Turneffe Atoll Trust on Land Trust Agreement

According to Executive Director of the Turneffe Atoll Trust, Alex Anderson, forty percent of the land mass at Turneffe was already sold to private entities and this move reserves the sixty percent of mangroves, sea grass beds and terrestrial property left. Anderson says government received funds, but it’s neither a purchase price nor a private transaction. The ‘land trust’ agreement is about securing a five hundred-million-dollar investment that comes into Belize annually.


Alex Anderson

Alex Anderson, Executive Director, Turneffe Atoll Trust

“The single most destructive threat to Turneffe since the marine reserve designation has been destructive unsustainable tourism development. As a matter of fact, we have always been an advocate for sustainable development on multiple occasions. 2018, we launched a very critical document and a series of other documents – Risking the Atoll was the name of that document and that really highlighted the major threat development had to Turneffe. And so we quickly recognized that we needed to show how important not just the eco-system services, but we needed to put a dollar figure to how important Turneffe was to Belize.

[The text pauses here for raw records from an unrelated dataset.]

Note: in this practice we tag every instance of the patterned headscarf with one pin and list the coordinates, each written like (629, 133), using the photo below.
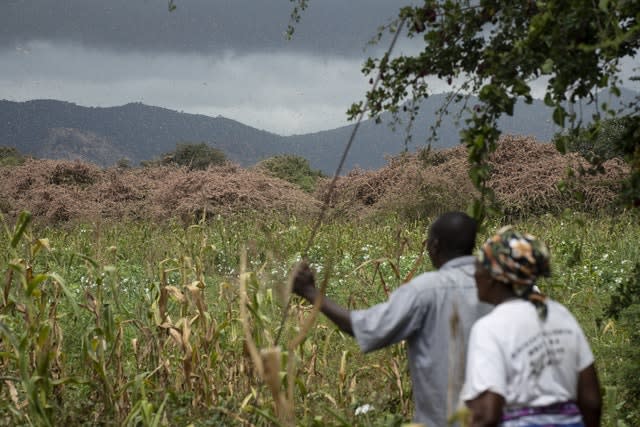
(517, 259)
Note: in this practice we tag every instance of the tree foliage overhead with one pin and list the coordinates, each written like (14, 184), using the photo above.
(496, 49)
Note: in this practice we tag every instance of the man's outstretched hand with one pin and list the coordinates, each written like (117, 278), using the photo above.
(304, 285)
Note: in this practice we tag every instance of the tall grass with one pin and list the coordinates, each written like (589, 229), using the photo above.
(145, 324)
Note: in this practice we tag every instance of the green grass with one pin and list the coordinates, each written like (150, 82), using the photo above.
(140, 324)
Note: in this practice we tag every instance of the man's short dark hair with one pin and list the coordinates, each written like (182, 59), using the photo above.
(455, 232)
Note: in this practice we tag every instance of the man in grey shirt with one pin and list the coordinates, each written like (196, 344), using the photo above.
(433, 312)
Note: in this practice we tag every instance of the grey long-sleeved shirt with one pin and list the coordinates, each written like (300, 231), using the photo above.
(434, 312)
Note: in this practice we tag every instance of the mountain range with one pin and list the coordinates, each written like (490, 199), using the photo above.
(63, 130)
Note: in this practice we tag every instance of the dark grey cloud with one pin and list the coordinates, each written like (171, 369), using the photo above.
(336, 27)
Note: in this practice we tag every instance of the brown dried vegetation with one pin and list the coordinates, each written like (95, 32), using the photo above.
(61, 191)
(525, 177)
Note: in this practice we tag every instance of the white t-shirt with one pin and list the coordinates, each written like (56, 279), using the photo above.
(527, 361)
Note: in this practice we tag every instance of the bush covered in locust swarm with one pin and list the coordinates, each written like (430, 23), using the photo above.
(292, 168)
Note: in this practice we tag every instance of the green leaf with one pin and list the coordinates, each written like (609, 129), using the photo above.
(559, 115)
(547, 66)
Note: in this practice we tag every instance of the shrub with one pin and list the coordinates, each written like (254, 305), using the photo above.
(10, 156)
(292, 168)
(193, 156)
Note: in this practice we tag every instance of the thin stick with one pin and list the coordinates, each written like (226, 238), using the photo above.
(332, 185)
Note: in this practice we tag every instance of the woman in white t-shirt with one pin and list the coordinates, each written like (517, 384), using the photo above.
(528, 361)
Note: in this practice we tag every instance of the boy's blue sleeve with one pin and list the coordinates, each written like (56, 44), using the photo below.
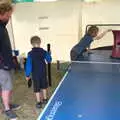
(28, 68)
(48, 57)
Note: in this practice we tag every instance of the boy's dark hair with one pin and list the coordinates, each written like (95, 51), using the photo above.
(35, 40)
(91, 29)
(5, 7)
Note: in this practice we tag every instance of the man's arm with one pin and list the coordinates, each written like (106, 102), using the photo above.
(102, 34)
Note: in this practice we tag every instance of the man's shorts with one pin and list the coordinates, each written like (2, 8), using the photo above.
(5, 80)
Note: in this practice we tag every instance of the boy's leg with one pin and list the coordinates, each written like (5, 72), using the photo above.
(6, 86)
(39, 99)
(44, 93)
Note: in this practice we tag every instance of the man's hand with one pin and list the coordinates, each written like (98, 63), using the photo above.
(109, 30)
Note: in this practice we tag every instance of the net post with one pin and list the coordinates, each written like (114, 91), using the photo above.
(49, 67)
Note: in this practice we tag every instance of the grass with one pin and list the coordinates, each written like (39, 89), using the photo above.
(25, 96)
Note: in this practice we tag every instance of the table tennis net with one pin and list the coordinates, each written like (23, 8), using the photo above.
(91, 66)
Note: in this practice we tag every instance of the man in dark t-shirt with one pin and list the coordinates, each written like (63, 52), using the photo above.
(83, 45)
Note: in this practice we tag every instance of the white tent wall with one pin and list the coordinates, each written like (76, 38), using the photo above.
(57, 23)
(101, 13)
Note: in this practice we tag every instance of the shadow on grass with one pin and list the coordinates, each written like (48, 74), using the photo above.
(25, 96)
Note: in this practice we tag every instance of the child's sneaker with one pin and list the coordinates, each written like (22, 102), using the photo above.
(10, 114)
(14, 106)
(39, 105)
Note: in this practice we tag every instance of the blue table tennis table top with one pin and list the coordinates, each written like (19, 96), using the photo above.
(88, 91)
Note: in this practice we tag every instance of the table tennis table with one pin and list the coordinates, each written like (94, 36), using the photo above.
(90, 90)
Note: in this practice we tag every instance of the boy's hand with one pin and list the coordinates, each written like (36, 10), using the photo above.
(28, 78)
(109, 30)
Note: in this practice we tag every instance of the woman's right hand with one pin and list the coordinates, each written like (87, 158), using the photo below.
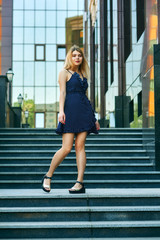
(62, 117)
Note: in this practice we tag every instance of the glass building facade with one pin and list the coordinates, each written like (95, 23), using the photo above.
(43, 31)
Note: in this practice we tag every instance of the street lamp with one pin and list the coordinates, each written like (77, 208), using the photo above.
(20, 99)
(26, 113)
(9, 75)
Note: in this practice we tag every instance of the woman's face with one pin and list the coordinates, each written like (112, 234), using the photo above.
(76, 58)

In that process, we funded several studies; a blue carbon study that highlighted that Turneffe is worth six point nine million if government is able to put in place a blue carbon project that is the worth of the mangrove and sea grass beds at Turneffe. We looked at the shoreline protection value of Turneffe. And so this one estimated that having Turneffe here in this natural state provides three hundred and eighty two million dollars to the Belizean economy of derived benefits from avoided shoreline protection. And so when you look at the tourism product and commercial product, all those sum up to over five hundred million dollars worth of revenue that comes into the country every year just for having Turneffe there in a natural state. And so that’s the reason why we sought to go and propose to the government to create a partnership that will allow for the remaining lands at Turneffe to remain in a natural state in perpetuity. It is not a private transaction.  I am not buying fifteen or seventeen thousand acres of land from the government. What I am doing is providing an incentive for the government to still hold title to this land, be the beneficial owners of this land. But I am strapping the government’s hand because they will no longer be able to give out these lands to whoever they want at a social rate.”